CHART: Changes in spending habits
Across the nation, credit counselors are reporting the same trend. Credit bureau analyses of consumer payment data
show that financially squeezed borrowers have begun paying their credit card and car bills before their mortgages. That's
a striking reversal from the norm, one that reflects rising desperation. It suggests that some people essentially have given
up trying to stay current with their mortgages and instead are focused on using credit cards to squeak by.
If the trend persists, many economists say, it could accelerate mortgage losses and further drag down the economy.
Rising living costs, along with cheap and plentiful credit, have led consumers to rely more on plastic to pay for necessities
they can't live without — and luxuries they don't want to do without.

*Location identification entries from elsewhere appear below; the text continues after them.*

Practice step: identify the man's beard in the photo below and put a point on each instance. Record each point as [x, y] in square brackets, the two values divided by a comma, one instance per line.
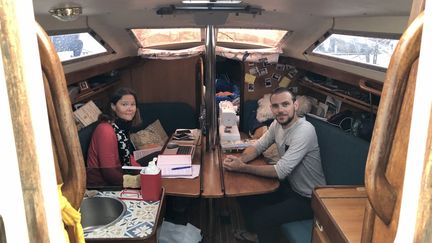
[286, 122]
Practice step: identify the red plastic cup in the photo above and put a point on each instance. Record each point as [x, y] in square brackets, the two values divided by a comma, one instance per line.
[151, 186]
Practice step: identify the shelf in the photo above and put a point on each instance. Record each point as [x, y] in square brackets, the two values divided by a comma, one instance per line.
[337, 94]
[94, 91]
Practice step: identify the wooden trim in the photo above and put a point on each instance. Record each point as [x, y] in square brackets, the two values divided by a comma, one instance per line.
[416, 8]
[80, 75]
[339, 75]
[23, 130]
[424, 212]
[382, 194]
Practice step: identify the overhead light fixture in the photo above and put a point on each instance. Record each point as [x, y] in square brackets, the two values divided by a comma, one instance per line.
[66, 13]
[211, 1]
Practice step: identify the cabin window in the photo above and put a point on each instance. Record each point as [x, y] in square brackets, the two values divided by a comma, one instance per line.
[74, 46]
[189, 37]
[260, 37]
[160, 37]
[370, 51]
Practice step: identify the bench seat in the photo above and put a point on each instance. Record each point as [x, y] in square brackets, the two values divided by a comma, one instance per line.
[343, 157]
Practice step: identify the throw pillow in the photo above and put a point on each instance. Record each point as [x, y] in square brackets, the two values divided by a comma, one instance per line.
[152, 134]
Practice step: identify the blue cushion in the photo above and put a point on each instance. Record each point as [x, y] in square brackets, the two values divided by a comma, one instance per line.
[343, 156]
[298, 231]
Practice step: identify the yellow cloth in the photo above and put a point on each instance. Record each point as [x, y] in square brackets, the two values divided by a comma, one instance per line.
[70, 217]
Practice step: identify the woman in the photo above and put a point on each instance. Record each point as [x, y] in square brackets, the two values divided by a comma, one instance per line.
[111, 147]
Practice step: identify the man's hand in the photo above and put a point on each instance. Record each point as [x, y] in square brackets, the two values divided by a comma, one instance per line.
[234, 163]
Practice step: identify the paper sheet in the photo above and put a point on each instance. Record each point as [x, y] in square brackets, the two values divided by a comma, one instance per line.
[195, 173]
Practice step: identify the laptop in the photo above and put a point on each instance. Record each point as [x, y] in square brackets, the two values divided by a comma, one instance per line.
[174, 148]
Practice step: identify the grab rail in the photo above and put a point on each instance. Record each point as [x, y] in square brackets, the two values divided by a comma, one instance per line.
[381, 193]
[67, 150]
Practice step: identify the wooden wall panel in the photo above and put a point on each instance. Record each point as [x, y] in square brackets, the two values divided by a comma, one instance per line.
[165, 80]
[397, 163]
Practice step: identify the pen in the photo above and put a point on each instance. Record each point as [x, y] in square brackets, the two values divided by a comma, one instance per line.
[182, 167]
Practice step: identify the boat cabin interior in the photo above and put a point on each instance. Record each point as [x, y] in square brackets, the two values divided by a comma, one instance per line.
[202, 73]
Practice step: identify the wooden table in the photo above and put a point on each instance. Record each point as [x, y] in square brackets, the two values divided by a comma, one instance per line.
[185, 187]
[242, 184]
[339, 213]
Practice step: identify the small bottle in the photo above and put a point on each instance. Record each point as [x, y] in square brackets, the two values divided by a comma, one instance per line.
[152, 169]
[151, 182]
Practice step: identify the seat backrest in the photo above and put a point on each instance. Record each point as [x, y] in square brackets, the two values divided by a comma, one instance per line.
[172, 115]
[343, 155]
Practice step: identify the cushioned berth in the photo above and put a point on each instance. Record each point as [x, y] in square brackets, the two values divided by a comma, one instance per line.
[171, 116]
[343, 157]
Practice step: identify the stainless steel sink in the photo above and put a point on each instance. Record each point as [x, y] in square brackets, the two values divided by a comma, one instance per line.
[98, 212]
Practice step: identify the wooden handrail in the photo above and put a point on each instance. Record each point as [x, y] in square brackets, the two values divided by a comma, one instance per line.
[65, 136]
[382, 195]
[363, 85]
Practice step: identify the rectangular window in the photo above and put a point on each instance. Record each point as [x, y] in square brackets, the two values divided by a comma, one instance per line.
[260, 37]
[174, 37]
[375, 52]
[160, 37]
[73, 46]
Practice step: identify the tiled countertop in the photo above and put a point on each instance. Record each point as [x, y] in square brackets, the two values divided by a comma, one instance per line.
[137, 222]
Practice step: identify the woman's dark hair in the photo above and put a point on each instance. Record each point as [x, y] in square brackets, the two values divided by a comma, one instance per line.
[109, 114]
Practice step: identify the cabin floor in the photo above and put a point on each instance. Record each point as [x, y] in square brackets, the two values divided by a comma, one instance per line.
[227, 217]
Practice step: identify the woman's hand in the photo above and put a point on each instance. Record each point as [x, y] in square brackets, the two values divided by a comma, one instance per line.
[234, 163]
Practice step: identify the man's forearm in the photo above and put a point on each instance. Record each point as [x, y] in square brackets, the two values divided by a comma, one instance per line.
[248, 154]
[261, 170]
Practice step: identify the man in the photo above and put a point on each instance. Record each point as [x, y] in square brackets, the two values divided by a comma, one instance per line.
[299, 170]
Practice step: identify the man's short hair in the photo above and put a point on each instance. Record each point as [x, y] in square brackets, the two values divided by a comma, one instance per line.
[280, 90]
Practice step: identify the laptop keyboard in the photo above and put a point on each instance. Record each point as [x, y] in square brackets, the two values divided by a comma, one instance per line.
[184, 150]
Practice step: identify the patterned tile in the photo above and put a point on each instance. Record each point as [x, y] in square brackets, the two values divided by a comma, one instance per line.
[137, 222]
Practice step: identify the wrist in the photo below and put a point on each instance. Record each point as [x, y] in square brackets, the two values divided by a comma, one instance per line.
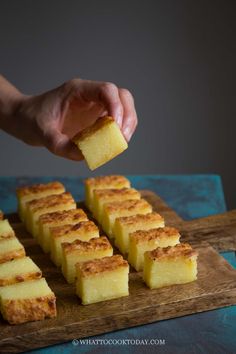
[9, 106]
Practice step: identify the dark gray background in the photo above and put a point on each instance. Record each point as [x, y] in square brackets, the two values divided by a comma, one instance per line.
[178, 59]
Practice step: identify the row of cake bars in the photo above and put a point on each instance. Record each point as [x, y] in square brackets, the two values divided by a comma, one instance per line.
[50, 214]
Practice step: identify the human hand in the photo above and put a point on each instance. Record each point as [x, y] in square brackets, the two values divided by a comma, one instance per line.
[53, 118]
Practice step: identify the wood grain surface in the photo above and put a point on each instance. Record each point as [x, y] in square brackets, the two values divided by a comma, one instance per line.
[215, 288]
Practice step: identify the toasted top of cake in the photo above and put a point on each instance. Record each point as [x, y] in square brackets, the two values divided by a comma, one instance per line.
[95, 244]
[127, 205]
[97, 266]
[66, 216]
[51, 201]
[113, 181]
[26, 290]
[132, 220]
[87, 132]
[85, 226]
[160, 232]
[116, 193]
[179, 250]
[39, 188]
[10, 244]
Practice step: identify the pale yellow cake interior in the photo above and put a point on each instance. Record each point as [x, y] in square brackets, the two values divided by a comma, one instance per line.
[56, 249]
[69, 259]
[122, 230]
[5, 229]
[103, 286]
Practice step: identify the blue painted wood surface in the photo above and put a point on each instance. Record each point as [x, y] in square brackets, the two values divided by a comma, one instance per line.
[191, 196]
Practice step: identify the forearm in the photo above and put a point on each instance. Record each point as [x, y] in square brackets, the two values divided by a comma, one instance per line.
[10, 98]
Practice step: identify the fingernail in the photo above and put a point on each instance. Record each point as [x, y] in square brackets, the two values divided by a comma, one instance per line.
[119, 120]
[126, 133]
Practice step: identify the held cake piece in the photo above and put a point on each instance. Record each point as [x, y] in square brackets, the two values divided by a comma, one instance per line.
[102, 279]
[141, 241]
[49, 204]
[81, 251]
[102, 196]
[18, 270]
[125, 225]
[36, 191]
[6, 231]
[83, 231]
[31, 300]
[103, 182]
[10, 249]
[114, 210]
[101, 142]
[58, 218]
[169, 266]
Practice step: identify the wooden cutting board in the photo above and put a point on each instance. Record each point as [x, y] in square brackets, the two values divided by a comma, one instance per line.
[215, 288]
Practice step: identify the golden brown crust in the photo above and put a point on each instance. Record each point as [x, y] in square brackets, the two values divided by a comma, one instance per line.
[86, 133]
[127, 205]
[119, 193]
[21, 277]
[51, 201]
[95, 244]
[39, 188]
[160, 232]
[66, 216]
[113, 180]
[85, 226]
[9, 256]
[106, 264]
[145, 218]
[179, 250]
[25, 310]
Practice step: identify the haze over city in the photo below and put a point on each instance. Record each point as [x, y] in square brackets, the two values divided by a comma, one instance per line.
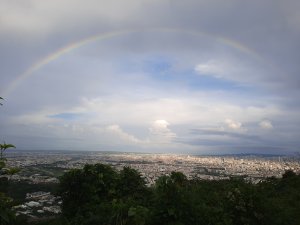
[202, 77]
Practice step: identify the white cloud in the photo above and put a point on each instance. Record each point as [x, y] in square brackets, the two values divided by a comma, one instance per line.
[214, 68]
[233, 124]
[266, 124]
[160, 132]
[116, 130]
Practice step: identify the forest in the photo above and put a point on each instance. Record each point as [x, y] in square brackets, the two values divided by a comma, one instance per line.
[98, 194]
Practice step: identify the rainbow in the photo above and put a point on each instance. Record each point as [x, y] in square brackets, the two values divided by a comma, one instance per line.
[99, 37]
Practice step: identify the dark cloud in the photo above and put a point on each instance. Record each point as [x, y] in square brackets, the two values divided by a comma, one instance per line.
[252, 45]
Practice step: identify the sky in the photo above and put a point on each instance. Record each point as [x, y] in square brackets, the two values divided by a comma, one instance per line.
[193, 76]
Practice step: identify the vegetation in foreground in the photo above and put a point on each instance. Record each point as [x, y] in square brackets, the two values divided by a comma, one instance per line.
[98, 194]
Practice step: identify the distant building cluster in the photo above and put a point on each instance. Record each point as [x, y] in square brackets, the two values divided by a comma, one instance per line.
[151, 166]
[41, 168]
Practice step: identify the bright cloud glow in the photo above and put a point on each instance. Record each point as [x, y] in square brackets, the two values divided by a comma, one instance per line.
[191, 77]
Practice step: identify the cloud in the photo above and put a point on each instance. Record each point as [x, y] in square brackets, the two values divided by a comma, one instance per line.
[194, 64]
[160, 132]
[116, 130]
[233, 124]
[266, 125]
[213, 68]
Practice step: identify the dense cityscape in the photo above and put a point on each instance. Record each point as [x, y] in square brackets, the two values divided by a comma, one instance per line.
[40, 167]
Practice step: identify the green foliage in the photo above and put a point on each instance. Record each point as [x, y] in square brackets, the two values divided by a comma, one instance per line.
[97, 194]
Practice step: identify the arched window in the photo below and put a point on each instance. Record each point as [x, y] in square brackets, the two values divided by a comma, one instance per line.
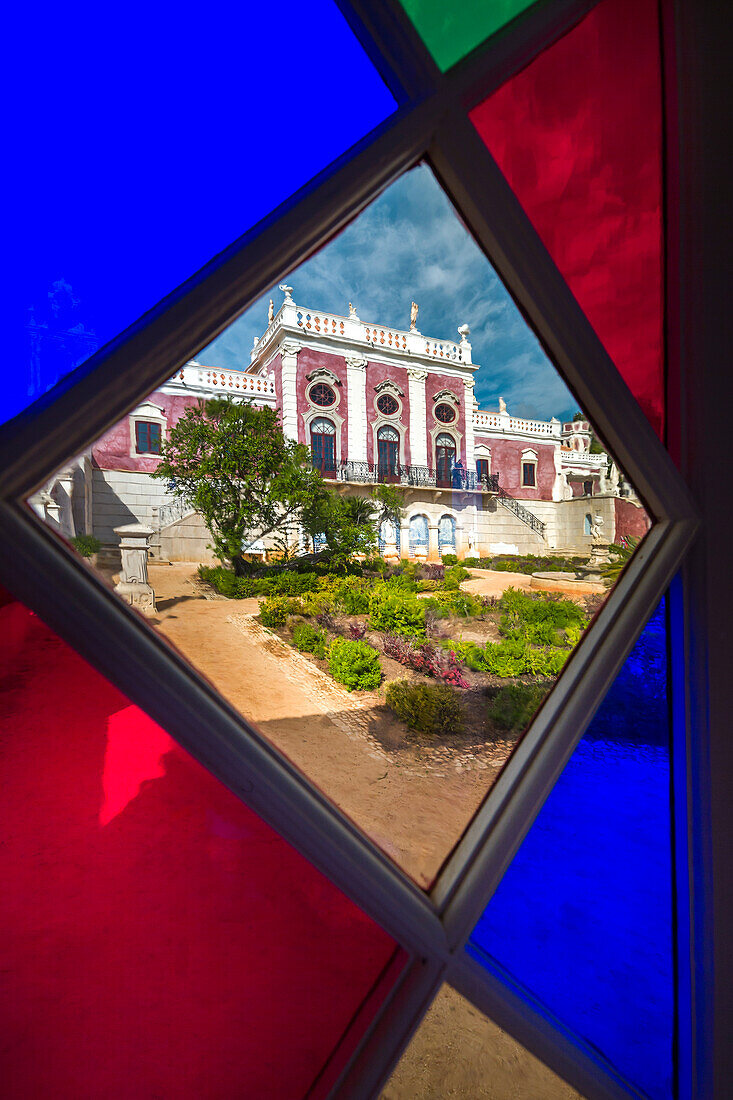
[418, 535]
[389, 534]
[447, 535]
[323, 395]
[445, 459]
[323, 446]
[387, 447]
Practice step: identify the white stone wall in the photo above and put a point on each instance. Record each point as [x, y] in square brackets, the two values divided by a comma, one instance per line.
[123, 496]
[187, 539]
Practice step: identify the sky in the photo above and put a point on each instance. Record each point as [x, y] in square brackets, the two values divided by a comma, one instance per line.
[408, 245]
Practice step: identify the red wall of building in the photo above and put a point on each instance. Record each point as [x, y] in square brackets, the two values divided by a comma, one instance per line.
[506, 462]
[630, 519]
[116, 450]
[434, 385]
[308, 361]
[375, 374]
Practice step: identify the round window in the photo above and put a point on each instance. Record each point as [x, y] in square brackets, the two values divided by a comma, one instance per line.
[446, 414]
[386, 405]
[321, 395]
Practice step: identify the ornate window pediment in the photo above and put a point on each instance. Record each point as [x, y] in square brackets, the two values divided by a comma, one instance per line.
[323, 374]
[447, 395]
[389, 387]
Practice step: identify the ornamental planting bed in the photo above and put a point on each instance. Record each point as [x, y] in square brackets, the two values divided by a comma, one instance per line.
[457, 669]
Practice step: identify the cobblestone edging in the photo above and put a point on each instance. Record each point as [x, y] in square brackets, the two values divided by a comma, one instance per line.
[350, 713]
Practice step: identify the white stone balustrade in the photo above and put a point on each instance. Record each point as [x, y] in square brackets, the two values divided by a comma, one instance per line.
[511, 425]
[571, 458]
[316, 322]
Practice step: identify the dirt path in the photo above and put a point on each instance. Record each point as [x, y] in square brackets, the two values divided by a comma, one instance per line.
[414, 801]
[457, 1052]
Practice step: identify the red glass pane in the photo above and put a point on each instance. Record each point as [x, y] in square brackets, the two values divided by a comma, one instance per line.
[157, 937]
[578, 134]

But as the economy weakens, consumers are starting
to spend less on discretionary items, such as furniture and electronics, and more on such necessities as groceries and
gas, according to government data. Such items increasingly are showing up on credit card bills.
"Everything's going up — dairy, gas, home taxes," says Christie Carlson, 34, a single mother of five children, ages 5 to 14,
in Tomah, Wis., who enrolled in a debt-management program after racking up $20,000 in card debt. "I'm trying to pay
more for everything in cash, but it's just impossible. It's not feasible right now to stop spending on the credit card."